Abstract:
As the world grows in complexity, we are overwhelmed with data. The more the volume of data increases, the more the proportion of people understanding on data decreases. People understanding on data is a big concern these days as data adds more value in organizational context by producing new insights, inspiring innovations, allows more distinct decisions at correct time to gain above average competitive advantages. This big concern is not a big deal anymore with statistical data analysis. There are plenty of techniques, tools, algorithms which analyze data, to make people see, understand and share analyzed data for better performances. Therefore, having realized that people should study statistical data analysis and data visualization to explore transparency on data to unveil hidden stories and to create knowledge.
To this end, the aim of this project is to study, whether an unsupervised data analyzing (machine learning) approach would be feasible to detect suspicious data or outliers in financial data. Outliers are patterns in data, that do not conform a well-defined notion of normal behavior. In this project, I focus on data clustering technique for outlier detection. Clustering is an unsupervised learning approach which is commonly used for statistical data analysis.
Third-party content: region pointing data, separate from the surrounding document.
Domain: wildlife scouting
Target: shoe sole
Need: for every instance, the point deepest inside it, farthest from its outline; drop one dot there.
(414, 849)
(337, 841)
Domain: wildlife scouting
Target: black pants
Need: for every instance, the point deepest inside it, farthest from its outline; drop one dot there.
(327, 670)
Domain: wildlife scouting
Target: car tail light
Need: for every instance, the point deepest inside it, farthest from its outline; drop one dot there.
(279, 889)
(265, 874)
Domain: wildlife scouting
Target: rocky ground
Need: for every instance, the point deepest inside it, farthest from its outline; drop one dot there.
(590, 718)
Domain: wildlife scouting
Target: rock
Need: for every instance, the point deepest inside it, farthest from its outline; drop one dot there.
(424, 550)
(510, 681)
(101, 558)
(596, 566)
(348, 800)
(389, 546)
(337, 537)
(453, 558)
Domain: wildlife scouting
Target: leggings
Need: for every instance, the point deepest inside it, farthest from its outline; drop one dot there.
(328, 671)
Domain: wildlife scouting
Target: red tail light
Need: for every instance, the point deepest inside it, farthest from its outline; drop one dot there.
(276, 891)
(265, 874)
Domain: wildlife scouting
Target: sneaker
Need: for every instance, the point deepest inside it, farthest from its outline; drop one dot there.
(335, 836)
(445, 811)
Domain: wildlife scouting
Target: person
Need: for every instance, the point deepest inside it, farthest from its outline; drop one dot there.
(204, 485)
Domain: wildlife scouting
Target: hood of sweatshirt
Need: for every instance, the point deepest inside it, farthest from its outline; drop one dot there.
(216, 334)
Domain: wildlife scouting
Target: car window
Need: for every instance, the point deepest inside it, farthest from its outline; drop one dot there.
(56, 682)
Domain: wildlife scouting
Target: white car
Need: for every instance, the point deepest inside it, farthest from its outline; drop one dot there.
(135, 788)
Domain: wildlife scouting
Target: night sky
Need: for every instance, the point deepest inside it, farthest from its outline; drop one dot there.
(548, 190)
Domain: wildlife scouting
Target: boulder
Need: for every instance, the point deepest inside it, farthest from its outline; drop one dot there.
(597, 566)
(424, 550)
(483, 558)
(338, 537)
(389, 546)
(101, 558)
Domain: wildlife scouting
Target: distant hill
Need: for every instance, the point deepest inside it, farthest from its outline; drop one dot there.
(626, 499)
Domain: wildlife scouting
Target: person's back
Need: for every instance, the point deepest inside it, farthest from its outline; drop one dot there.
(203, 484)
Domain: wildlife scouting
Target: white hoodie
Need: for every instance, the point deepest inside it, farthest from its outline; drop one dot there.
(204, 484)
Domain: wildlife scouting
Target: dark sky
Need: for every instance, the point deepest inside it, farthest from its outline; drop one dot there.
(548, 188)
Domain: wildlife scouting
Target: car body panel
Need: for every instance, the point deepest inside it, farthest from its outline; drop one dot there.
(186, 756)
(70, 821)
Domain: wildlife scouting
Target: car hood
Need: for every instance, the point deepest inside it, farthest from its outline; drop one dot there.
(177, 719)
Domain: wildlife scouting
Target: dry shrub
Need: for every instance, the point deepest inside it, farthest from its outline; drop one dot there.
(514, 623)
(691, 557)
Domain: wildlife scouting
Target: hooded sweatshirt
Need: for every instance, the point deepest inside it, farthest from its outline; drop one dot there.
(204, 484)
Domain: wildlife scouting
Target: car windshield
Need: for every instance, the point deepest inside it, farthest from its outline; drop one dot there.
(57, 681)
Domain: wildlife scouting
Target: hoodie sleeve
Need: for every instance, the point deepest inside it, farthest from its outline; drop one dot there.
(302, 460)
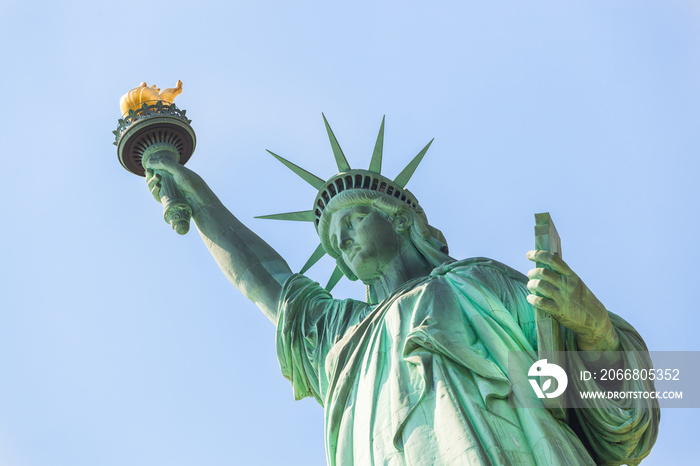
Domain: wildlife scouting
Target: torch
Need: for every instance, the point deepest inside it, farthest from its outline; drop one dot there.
(151, 125)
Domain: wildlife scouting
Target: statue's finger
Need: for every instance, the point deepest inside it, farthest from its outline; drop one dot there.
(545, 274)
(545, 289)
(551, 259)
(546, 304)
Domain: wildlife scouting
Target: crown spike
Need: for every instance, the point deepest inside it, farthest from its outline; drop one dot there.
(301, 216)
(375, 165)
(310, 178)
(315, 257)
(335, 278)
(407, 172)
(340, 159)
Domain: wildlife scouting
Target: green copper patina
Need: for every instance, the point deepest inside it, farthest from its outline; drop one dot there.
(418, 374)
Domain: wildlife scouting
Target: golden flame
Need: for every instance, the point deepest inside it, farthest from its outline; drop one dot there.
(137, 96)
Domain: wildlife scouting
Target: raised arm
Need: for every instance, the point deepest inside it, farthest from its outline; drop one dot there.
(256, 269)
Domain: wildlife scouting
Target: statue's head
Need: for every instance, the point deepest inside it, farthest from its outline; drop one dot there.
(390, 215)
(365, 230)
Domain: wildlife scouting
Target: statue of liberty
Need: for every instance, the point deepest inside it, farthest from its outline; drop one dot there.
(418, 374)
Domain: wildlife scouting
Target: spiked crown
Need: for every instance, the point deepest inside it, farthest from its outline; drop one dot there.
(349, 179)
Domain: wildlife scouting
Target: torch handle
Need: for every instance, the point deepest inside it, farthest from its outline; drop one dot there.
(176, 211)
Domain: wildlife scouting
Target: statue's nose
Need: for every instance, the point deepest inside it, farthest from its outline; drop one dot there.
(345, 241)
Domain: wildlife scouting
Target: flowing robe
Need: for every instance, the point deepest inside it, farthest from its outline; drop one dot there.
(422, 378)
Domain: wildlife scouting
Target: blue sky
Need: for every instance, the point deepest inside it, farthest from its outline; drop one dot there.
(121, 343)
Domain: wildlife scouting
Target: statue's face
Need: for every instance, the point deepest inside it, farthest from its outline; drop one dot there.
(366, 239)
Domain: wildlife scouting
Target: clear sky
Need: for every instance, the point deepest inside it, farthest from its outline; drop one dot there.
(121, 343)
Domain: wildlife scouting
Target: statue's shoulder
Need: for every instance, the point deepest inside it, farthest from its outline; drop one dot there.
(480, 268)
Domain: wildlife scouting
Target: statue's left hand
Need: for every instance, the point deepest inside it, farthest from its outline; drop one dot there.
(565, 297)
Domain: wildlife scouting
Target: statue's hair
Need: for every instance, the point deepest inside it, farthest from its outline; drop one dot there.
(429, 241)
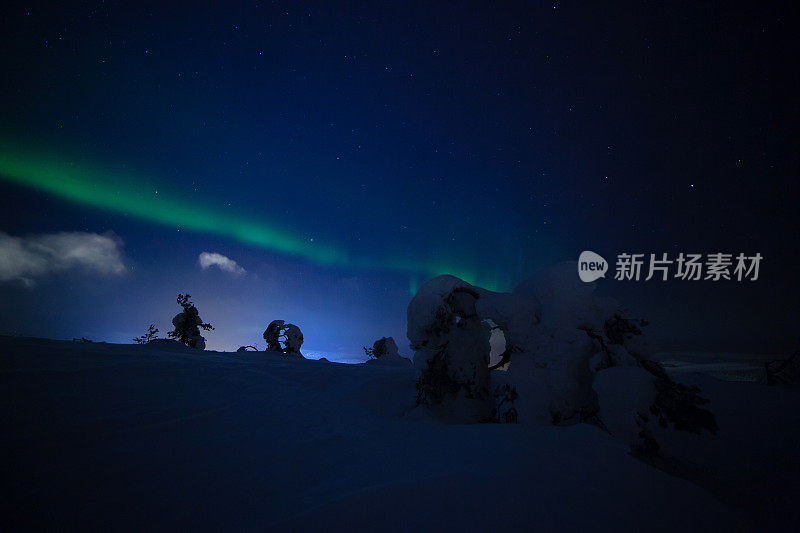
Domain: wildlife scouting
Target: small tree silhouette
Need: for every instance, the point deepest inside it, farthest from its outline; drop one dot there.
(149, 335)
(188, 324)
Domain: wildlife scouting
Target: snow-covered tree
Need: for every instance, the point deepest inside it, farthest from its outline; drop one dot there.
(188, 324)
(284, 338)
(149, 335)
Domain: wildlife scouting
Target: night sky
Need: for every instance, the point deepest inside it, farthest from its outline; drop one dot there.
(341, 155)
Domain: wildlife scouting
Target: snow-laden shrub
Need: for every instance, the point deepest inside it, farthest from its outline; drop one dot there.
(565, 347)
(149, 335)
(188, 324)
(384, 352)
(284, 338)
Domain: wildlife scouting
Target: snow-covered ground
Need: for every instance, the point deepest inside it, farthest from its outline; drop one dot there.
(104, 436)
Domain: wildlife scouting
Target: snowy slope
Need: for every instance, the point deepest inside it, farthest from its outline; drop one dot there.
(132, 437)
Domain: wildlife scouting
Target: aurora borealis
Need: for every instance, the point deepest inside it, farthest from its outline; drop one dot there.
(108, 190)
(343, 155)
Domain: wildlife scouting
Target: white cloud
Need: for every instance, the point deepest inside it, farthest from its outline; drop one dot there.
(25, 258)
(209, 259)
Clustering algorithms are powerful and group massive datasets into sub-groups which share similar characteristics (clusters) quickly.
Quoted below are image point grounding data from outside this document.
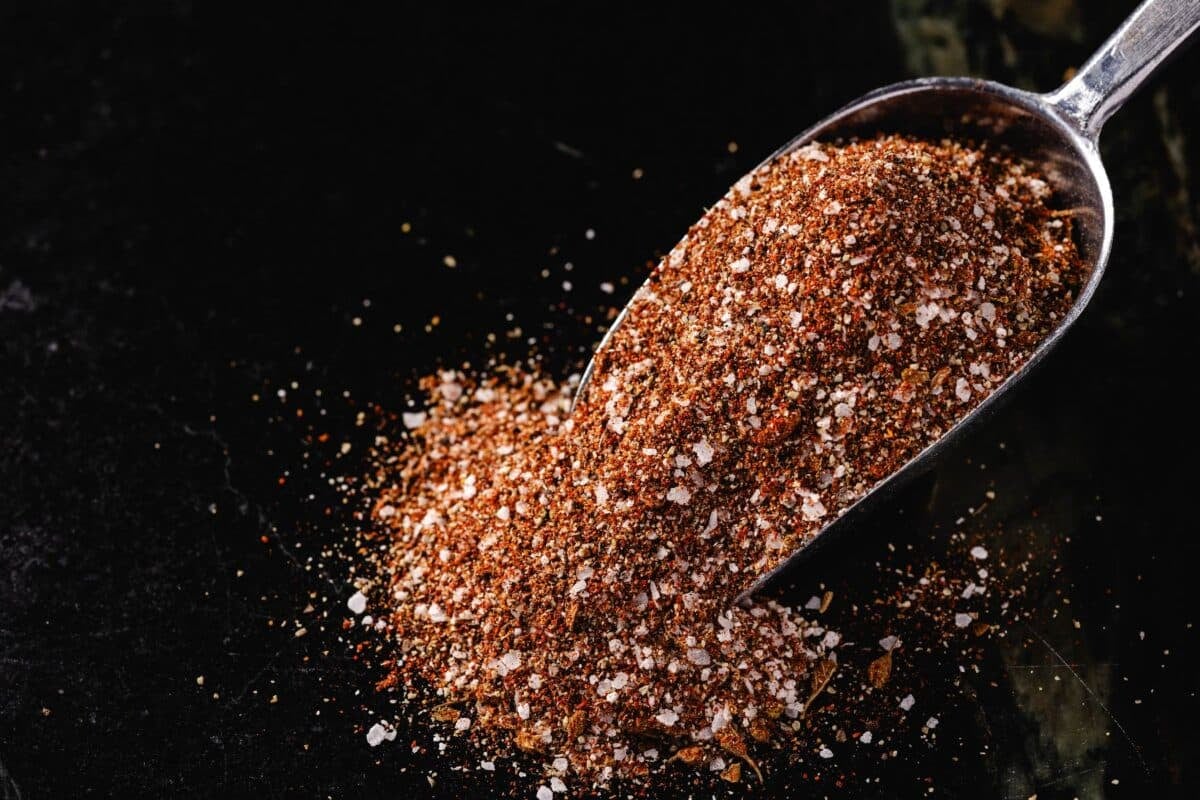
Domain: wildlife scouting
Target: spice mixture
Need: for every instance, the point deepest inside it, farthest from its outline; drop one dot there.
(564, 583)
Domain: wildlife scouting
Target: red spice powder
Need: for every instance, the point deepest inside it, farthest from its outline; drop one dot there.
(564, 582)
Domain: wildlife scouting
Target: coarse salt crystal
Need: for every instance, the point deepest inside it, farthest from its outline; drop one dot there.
(679, 494)
(379, 734)
(813, 509)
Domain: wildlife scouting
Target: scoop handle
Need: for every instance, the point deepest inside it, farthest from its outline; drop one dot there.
(1143, 43)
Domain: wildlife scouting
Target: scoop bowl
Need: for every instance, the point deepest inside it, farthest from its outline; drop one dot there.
(1057, 132)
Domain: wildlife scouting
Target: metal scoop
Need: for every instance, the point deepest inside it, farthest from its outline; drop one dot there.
(1057, 131)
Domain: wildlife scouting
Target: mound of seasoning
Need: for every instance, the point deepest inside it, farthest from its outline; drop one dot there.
(563, 584)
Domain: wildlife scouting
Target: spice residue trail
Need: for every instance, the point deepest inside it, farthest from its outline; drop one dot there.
(565, 584)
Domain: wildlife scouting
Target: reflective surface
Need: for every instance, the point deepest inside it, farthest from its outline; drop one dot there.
(196, 209)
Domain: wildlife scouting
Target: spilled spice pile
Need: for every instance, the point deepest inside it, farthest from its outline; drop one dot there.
(564, 583)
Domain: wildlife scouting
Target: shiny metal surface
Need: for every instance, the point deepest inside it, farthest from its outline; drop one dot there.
(1057, 130)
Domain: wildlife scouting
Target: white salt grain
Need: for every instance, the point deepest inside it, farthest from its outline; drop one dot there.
(679, 494)
(379, 734)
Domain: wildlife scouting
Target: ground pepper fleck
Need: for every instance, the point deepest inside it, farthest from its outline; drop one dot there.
(563, 583)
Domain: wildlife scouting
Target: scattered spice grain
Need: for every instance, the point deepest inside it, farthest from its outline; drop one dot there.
(574, 575)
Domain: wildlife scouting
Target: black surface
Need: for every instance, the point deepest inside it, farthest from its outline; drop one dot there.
(196, 208)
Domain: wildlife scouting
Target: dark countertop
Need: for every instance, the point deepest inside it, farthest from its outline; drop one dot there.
(197, 208)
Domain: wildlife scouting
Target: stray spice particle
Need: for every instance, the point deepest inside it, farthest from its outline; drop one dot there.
(574, 575)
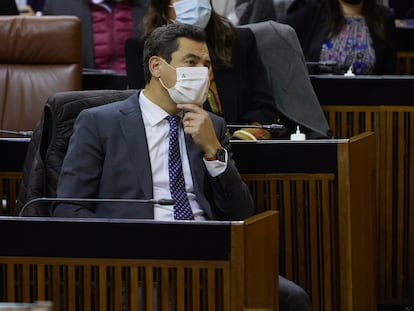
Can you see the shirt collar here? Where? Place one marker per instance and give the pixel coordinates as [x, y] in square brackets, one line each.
[152, 112]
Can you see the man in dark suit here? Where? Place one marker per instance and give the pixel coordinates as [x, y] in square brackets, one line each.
[120, 150]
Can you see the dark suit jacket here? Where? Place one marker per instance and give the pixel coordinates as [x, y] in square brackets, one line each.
[307, 18]
[81, 9]
[293, 92]
[108, 158]
[243, 89]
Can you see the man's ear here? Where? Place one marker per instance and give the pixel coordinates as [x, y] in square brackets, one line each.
[154, 65]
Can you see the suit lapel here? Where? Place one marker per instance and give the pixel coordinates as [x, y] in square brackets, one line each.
[133, 131]
[196, 166]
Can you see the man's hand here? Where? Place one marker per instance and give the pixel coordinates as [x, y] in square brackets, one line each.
[197, 123]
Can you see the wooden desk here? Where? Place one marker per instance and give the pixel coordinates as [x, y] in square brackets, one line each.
[97, 264]
[325, 193]
[385, 105]
[12, 154]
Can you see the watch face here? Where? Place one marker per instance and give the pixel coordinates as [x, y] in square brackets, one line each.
[221, 155]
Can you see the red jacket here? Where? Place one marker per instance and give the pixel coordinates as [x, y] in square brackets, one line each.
[111, 26]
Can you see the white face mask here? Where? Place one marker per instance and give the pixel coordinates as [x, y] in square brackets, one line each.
[191, 86]
[193, 12]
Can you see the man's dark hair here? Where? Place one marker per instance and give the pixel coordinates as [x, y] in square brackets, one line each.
[163, 41]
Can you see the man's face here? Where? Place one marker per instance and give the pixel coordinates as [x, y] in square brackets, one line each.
[190, 53]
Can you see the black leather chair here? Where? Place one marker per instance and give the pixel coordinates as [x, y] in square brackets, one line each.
[49, 143]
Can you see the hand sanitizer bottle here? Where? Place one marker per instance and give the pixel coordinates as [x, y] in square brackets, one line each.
[298, 135]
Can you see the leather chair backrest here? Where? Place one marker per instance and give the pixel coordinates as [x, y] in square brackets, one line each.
[39, 56]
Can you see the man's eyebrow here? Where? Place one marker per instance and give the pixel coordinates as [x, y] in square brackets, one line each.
[190, 56]
[194, 57]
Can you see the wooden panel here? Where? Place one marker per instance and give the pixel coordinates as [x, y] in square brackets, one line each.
[9, 187]
[93, 284]
[394, 128]
[405, 62]
[308, 248]
[244, 279]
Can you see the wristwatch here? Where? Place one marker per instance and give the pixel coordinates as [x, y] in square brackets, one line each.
[220, 155]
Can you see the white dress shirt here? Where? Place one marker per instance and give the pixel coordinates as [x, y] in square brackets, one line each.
[157, 132]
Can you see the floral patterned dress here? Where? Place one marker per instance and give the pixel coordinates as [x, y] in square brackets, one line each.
[351, 47]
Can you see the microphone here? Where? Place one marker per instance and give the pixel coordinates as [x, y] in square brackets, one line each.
[18, 133]
[322, 63]
[77, 200]
[270, 127]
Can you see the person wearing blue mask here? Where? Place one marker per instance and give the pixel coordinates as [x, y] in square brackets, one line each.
[358, 35]
[239, 89]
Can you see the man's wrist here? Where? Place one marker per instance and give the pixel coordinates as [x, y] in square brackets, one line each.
[219, 155]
The project proposed a software tool called DeepScan to detect outliers in financial data. DeepScan allows users to analyze financial data to detect abnormal occurrences to avoid financial losses and poor organizational conditions. A cluster visualization and a statistical report are the outcomes of DeepSan and it allows user to decide whether the detected data instances are belonging to an outlier in their business context or belonging to a normal category which has novel characteristics. This project also validates the proposed solution-DeepScan achieves impressive results.